In terms of your picture, what this says is that any continuous curve which starts at the $f=1$ curve and ends at the $f=4$ curve must pass through the $f=3$ curve. If you think about this, you should be able to convince yourself that this forces the curves $f=1$, $f=3$, and $f=4$ to be concentric, as it is in the pictures you typically see.

**Edit**: Let me try to address it a little differently so that you can see why the connectedness of the $f=3$ curve is irrelevant. The issue is that no one is claiming that a place where $f$ and $g$ are tangent is a max or min of $f$. Rather, the claim is the the only hope of finding a max or min of $f$ is at a point where $f$ and $g$ are tangent (for reasonbly smooth $f$ and $g$), or where $f$ already has a max or min.

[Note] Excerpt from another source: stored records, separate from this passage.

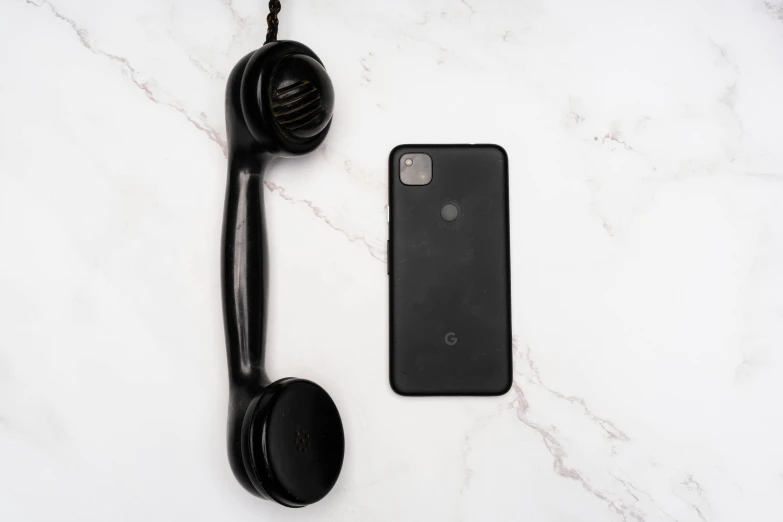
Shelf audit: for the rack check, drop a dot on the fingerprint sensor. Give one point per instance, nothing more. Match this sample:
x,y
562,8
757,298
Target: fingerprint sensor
x,y
449,212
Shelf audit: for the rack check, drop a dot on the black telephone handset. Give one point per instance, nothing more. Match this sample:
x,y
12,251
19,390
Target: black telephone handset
x,y
285,438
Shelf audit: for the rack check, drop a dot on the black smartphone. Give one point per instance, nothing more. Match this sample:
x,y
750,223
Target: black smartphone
x,y
449,270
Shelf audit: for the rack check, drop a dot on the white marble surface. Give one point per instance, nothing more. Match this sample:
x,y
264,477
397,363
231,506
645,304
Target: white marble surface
x,y
647,231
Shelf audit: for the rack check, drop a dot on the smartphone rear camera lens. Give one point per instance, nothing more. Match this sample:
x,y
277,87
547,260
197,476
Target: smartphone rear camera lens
x,y
416,169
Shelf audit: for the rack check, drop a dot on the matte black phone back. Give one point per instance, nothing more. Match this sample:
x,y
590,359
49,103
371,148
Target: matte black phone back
x,y
450,299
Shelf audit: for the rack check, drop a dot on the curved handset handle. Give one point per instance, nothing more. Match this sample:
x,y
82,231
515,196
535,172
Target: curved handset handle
x,y
244,271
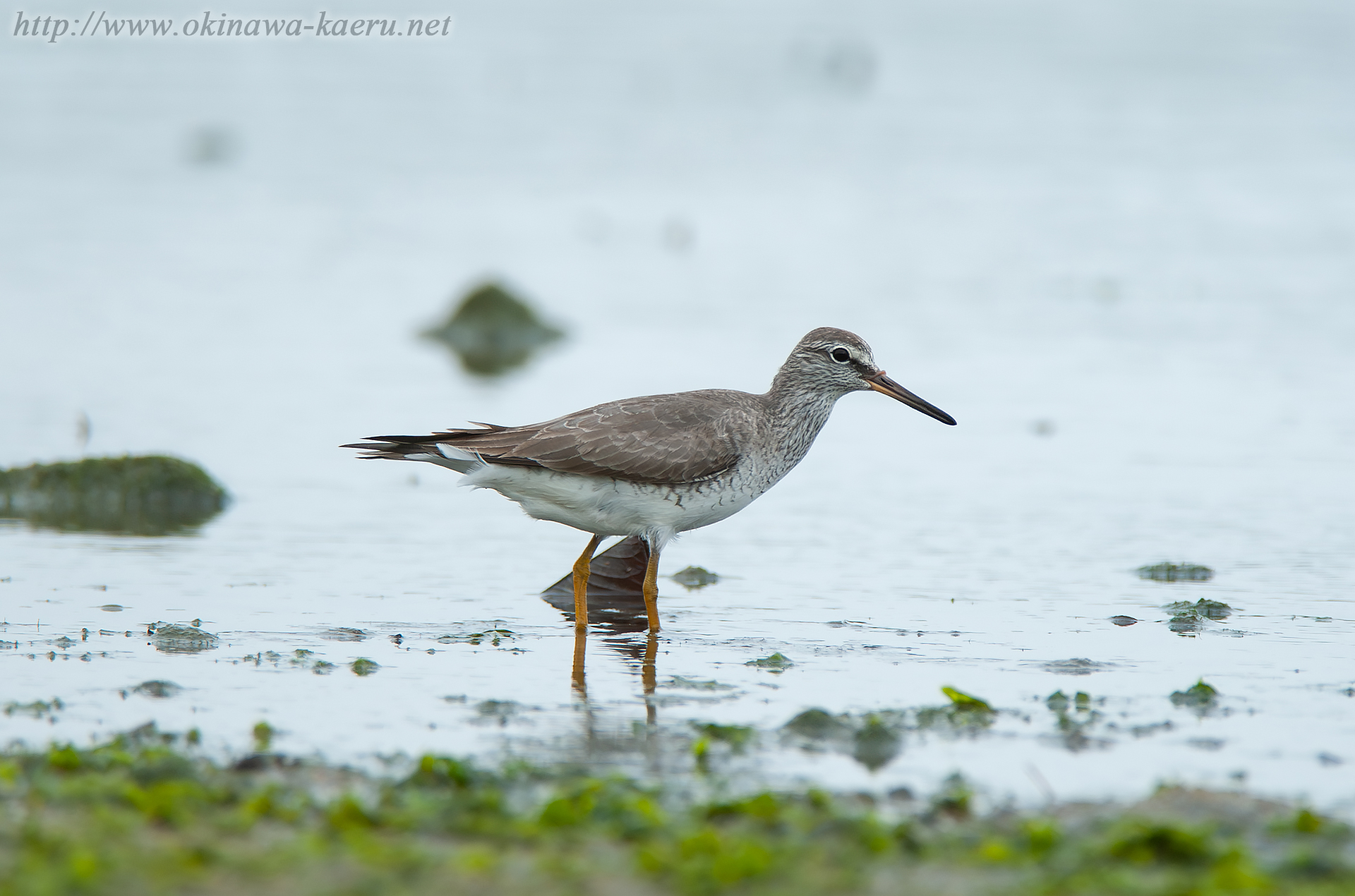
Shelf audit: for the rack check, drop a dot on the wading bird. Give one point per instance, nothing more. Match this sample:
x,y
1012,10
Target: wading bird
x,y
659,465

Here is the argument (which is essentially what amd wrote in his/her answer) with a bit more hand waving.) Suppose $(x_0,y_0)$ is a point along the curve $g(x,y) = c$ for which $f(x_0,y_0)$ is a maximum. (I'll use notation for the value $d = f(x_0,y_0)$.)

The question is: how are $f$ and $g$ related at $(x_0,y_0)$?

Well, zoom in incredibly close to $(x_0,y_0)$. At this resolution, all you see is a very small part of the curve $g(x,y) = c$ and a very small portion of one connected piece of the curve $f = d$. The point is that while the curve $f=d$ may have infinitely many components, we are zooming in so far as to only see the a part of the one containing $(x_0,y_0)$.

Because we are zoomed in very close, for intuition purposes, we may as well replace $g$ and $f$ by their tangent lines. If these tangent lines are different, then the line $g = c$ passes from one side of the line $f = d$ to the other. If $f$ does *not* have a local min/max at $(x,y)$, then the values must be higher on one side of the $f$-line and lower on other. Since the line $g = c$ crosses the line $f = d$, by using points on one side or the other of the $f$-line, we can find points on $g=c$ which make $f$ even bigger than $d$. This is a problem: $d$ was supposed to be the maximum value!

So something had to go wrong. We have already identified both problems. First, maybe the tangent line to $f$ was equal to the tangent line to $g$. Then the $g$ line doesn't cross the $f$ line. Second, if $f$ has a local max at $(x,y)$ then points on $g(x,y) =c$ don't increase the size of $f$ as the $g$ line crosses the $f$ line. (Another thing that could go wrong: maybe $f$ just doesn't have a maximum subject to the constraint. This issue actually can't arise if the graph of $g = c$ doesn't go off to infinity in some direction.)